When Jack buys the motorcycle, Sawyer knows he’s trying to get himself killed. He had to speed along the highway to get that thing back to the apartment. He had to lay down a whole lot of money from the looks of the thing, and Sawyer isn’t entirely sure he knows exactly what he’s doing when he’s on it.
He’s tempting fate, and he walks in the front door with a look on his face like Sawyer is supposed to be proud of him, like he’s awful damn proud of himself. Sawyer just sits in the window and looks at him like he’s nuts.
“What?” Jack asks, shedding his jacket and going into the kitchen for a beer. Sawyer sighs and looks down at the bike sitting on the street like he could make it explode at will. If only.
“Nothin’,” Sawyer replies, even though he’s upset. He tries to find a joke. Jokes are easier than telling Jack he’s worried he’s gonna have to be scraped off the highway in the near future. Joking is easier than admitting that he wants to lock Jack in the bedroom while he takes a baseball bat to his expensive new toy.
“I was just thinkin’ about how, with that stupid beard all you need is a vest and some steel-toed boots and you’ll look like a skinny Hell's Angel,” he answers, finds the joke. But he can barely get it out, and it’s sort of half assed. Jack looks down at himself, then Jack at Sawyer.
“Skinny?” he inquires, with a drink of his beer.
“You ever seen a Hell’s Angel?” Sawyer replies.
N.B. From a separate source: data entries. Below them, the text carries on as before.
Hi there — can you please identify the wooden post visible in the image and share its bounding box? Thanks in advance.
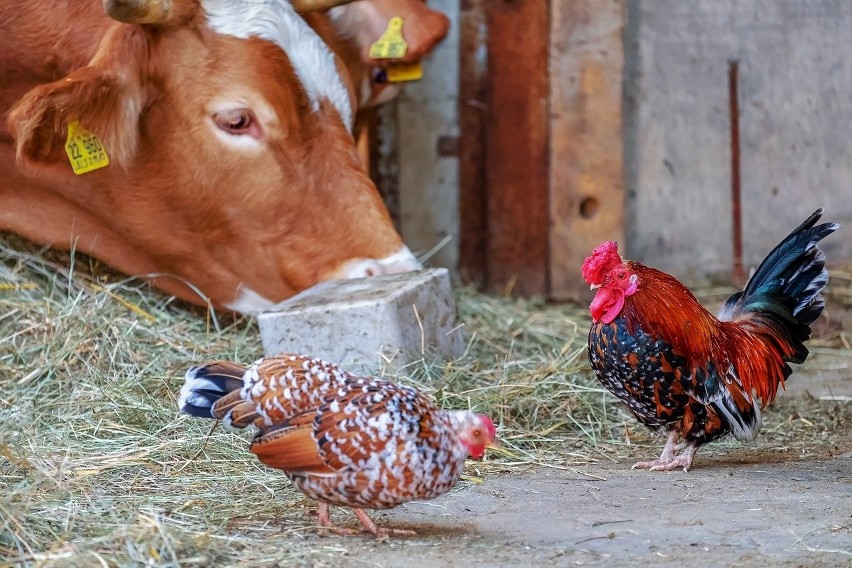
[459,0,489,284]
[485,0,550,295]
[549,0,626,301]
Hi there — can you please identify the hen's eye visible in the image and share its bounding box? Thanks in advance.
[213,109,254,134]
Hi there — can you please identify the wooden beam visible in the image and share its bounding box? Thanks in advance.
[484,0,550,295]
[459,0,488,285]
[548,0,626,301]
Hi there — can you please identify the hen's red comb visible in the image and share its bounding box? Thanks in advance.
[583,241,622,284]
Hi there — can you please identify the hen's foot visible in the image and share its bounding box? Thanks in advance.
[355,509,417,538]
[317,503,417,539]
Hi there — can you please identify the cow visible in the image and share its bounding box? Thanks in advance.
[0,0,446,314]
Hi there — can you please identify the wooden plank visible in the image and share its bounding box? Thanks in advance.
[549,0,626,300]
[485,0,550,295]
[459,0,488,284]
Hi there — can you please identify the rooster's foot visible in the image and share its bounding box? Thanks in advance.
[631,444,698,473]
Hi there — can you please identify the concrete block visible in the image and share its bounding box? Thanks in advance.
[258,268,464,372]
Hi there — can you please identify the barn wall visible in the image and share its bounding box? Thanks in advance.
[624,0,852,276]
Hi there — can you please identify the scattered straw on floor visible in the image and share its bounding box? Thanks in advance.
[0,236,852,566]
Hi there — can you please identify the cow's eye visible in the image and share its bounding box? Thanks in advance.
[213,108,255,134]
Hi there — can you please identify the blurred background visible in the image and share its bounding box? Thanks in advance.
[371,0,852,301]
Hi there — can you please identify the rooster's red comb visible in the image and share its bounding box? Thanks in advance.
[583,241,622,284]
“Can’t say that I have,” Jack replies, sitting down on the couch. Sawyer sighs and shakes his head. He sends one last contemptuous look at the bike before climbing out of his seat at the window and going to the kitchen for a beer of his own.
*
Jack likes to go for drives after work, takes the bike out for hours and usually comes back long after dark. Driving that thing in the dark, Sawyer thinks, is even worse. At least he’s grown into a better rider, Sawyer can thank God for that. He doesn't look like he’s going to fall over anymore.
But speeding tickets keep coming in the mail and whenever he sees Jack coming around the corner from the window, he takes the turn at a dangerous speed. And yet Sawyer still can't tell him to stop, show his hand by letting Jack know that he's worried, that he needs Jack to stop being so reckless before he has a heart attack.
When Jack is getting ready to go out on the weekend Sawyer has a feeling in the pit of his stomach that it's going to be even worse, that he's going to be out for longer. His impulses take over when he sees Jack searching for his keys and he almost throws his book down.
“Hey, doc,” he says, shoving his hands in his back pockets and walking slowly toward Jack. He doesn’t seem to notice. He just keeps searching for his keys without looking up.
But he does say, “Hmm?”
“I got an idea,” he says.
“Yeah, what’s that?” Jack asks, finally looking up, smiling faintly, but only for a second before he finally locates his keys underneath a few month-old newspapers neither of them have bothered to throw out.
“How about you take me with you on your Sunday drive,” Sawyer answers. Jack looks up at him, startled and taken aback. He looks like he wants to do no such thing, and quite honestly, Sawyer isn’t too thrilled about the idea of sitting on the back of Jack’s bike with him while the thinks speeds along the pavement. But he needs to go with Jack, and he knows that he has him between a rock and a hard place.
If he lets Sawyer come with him, he will have to be careful; if he tells Sawyer ‘no’, he’ll have to admit what his little adventures on his motorcycle are really about. So Jack sighs and shakes his head and says, “Sure, why not?”
Sawyer nods and follows Jack down to the bike, gets on the back without protest or question. He doesn't care how it looks, not when Jack looks both ways before pulling out instead of hauling ass onto the street like he usually does, when it's just him.
Having Sawyer there reminds Jack of who he really is, of what’s really important. Because as much as Jack wants to temp fate, dare the Gods to crush him down because he believes that’s what he deserves, there is no way in hell he’ll put Sawyer’s life in danger doing it. With Sawyer behind him, Jack in cautious and careful and
Jack.
With Sawyer behind him, Jack finally slows down.